In October 2009, Murray, an African-American male, filed a complaint in the District of New Jersey against BDCI and various officers and vice-presidents of the company (collectively “BDCI”), alleging race and gender discrimination, and retaliation, in violation of 42 U.S.C. § 1981 and the New Jersey Law Against Discrimination, N.J.S.A. §§ 10:5-1 to -49. He also asserted that BDCI and its CEO, Defendant Jeffrey Honickman, negligently hired, supervised, and trained the other Defendants.

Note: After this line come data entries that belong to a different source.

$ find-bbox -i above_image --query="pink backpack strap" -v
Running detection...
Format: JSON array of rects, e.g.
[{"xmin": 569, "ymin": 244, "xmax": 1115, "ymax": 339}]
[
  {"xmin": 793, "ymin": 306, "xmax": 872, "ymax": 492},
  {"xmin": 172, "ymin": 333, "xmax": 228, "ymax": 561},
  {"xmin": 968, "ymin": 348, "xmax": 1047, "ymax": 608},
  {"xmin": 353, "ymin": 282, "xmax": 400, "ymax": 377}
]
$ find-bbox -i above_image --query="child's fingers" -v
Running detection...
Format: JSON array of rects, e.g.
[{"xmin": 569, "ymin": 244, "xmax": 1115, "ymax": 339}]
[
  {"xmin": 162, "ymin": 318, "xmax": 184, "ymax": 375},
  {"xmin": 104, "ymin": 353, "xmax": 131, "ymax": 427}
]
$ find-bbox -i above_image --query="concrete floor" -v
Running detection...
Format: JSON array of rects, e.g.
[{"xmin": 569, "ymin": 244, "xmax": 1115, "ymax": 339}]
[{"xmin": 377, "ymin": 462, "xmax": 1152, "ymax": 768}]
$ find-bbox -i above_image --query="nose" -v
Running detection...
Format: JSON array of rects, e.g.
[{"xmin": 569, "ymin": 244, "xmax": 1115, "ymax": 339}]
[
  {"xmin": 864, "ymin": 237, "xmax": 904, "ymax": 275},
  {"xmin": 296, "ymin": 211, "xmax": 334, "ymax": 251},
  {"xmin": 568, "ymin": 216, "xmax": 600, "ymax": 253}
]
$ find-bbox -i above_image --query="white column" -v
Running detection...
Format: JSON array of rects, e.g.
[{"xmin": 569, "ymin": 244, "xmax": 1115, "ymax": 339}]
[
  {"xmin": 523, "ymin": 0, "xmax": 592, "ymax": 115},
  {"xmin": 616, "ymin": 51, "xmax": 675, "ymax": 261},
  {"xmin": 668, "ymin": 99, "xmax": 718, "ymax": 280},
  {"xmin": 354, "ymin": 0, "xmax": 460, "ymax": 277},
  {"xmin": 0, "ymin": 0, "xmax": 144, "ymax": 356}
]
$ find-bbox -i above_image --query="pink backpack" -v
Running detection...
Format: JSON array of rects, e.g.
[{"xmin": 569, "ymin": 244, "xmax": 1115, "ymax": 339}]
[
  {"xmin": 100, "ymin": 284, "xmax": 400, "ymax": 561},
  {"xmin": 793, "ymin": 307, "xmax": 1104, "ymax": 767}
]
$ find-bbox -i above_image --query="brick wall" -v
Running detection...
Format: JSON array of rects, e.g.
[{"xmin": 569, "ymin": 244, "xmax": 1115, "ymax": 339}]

In September 2010, BDCI filed a motion for summary judgment which the District Court granted on November 23, 2010. Murray, if he so chose, had 28 days to file a motion to alter or amend the judgment, pursuant to Fed.R.Civ.P. (“Rule”) 59(e). Murray filed a Rule 59(e) motion on the last of the 28 days, December 21, 2010. However, the court clerk mistakenly recorded the motion as being filed on December 22, 2010, a day outside of the 28-day limit. BDCI never contested the timeliness of the Rule 59(e) motion.

Ultimately, the District Court denied Murray’s Rule 59(e) motion on grounds of timeliness and on the merits. On February 23, 2011, Murray wrote a letter to the District Court notifying the Court of the clerical error, and asking the Court to amend its Opinion dismissing his Rule 59(e) motion on the basis of timeliness. In the letter, Murray expressed his concerns that unless the error was rectified, his right to appeal would be prejudiced because an untimely Rule 59(e) motion would not toll the thirty-day period to file a notice of appeal under Fed. R.App. P. (4)(a)(4). On March 9, 2011, the District Court directed the Clerk of Court to correct the docket, and to amend its February *101 14, 2011 Opinion to delete the holding that Murray's December 21, 2010 motion was untimely.

On April 7, 2011, Murray filed a notice of appeal. Although BDCI did not contest the timeliness of Murray’s appeal, we appointed amicus counsel to address:

whether this Court has jurisdiction over [Murray’s] appeal, and, in doing so, should specifically address the following issues: (1) whether appellant’s motion filed in the District Court on February 23, 2011 (docket entry # 116) pursuant to Fed.R.Civ.P. 52(b) tolled the time to appeal, see Aybar v. Crispin-Reyes, 118 F.3d 10, 13-14 (1st Cir.1997); Fed. R.App. P. 4(a)(4); and (2) whether the February 23, 2011 motion, including its cover letter, may be treated as a request to the District Court for relief under Rule 4(a)(5) of the Federal Rules of Appellate Procedure.

Order dated May 17, 2012.

II. Discussion

A. Jurisdiction

We must first determine whether Murray’s February 23, 2011 letter tolled the thirty-day period to file a notice of appeal after the District Court’s entry of judgment under Fed. R.App. P. (dXaXd). 1 We hold that it does.

In Jusino v. Zayas, 875 F.2d 986, 990 (1st Cir.1989), the First Circuit addressed a similar factual scenario. There, a clerk had mistakenly entered the district court’s judgment into the docket on June 2, 1987 instead of June 5, 1987. Id. at 988. On June 19, 1987, the defendants submitted a Rule 59(e) motion to alter or amend the judgment; however, on July 17, 1987, the district court denied the motion because it was not filed within ten days of the mistakenly recorded entry of judgment. 2 Id. On August 6, 1987, the defendants filed a motion requesting reconsideration of the July 17, 1987 Order based on the clerk’s error. Id.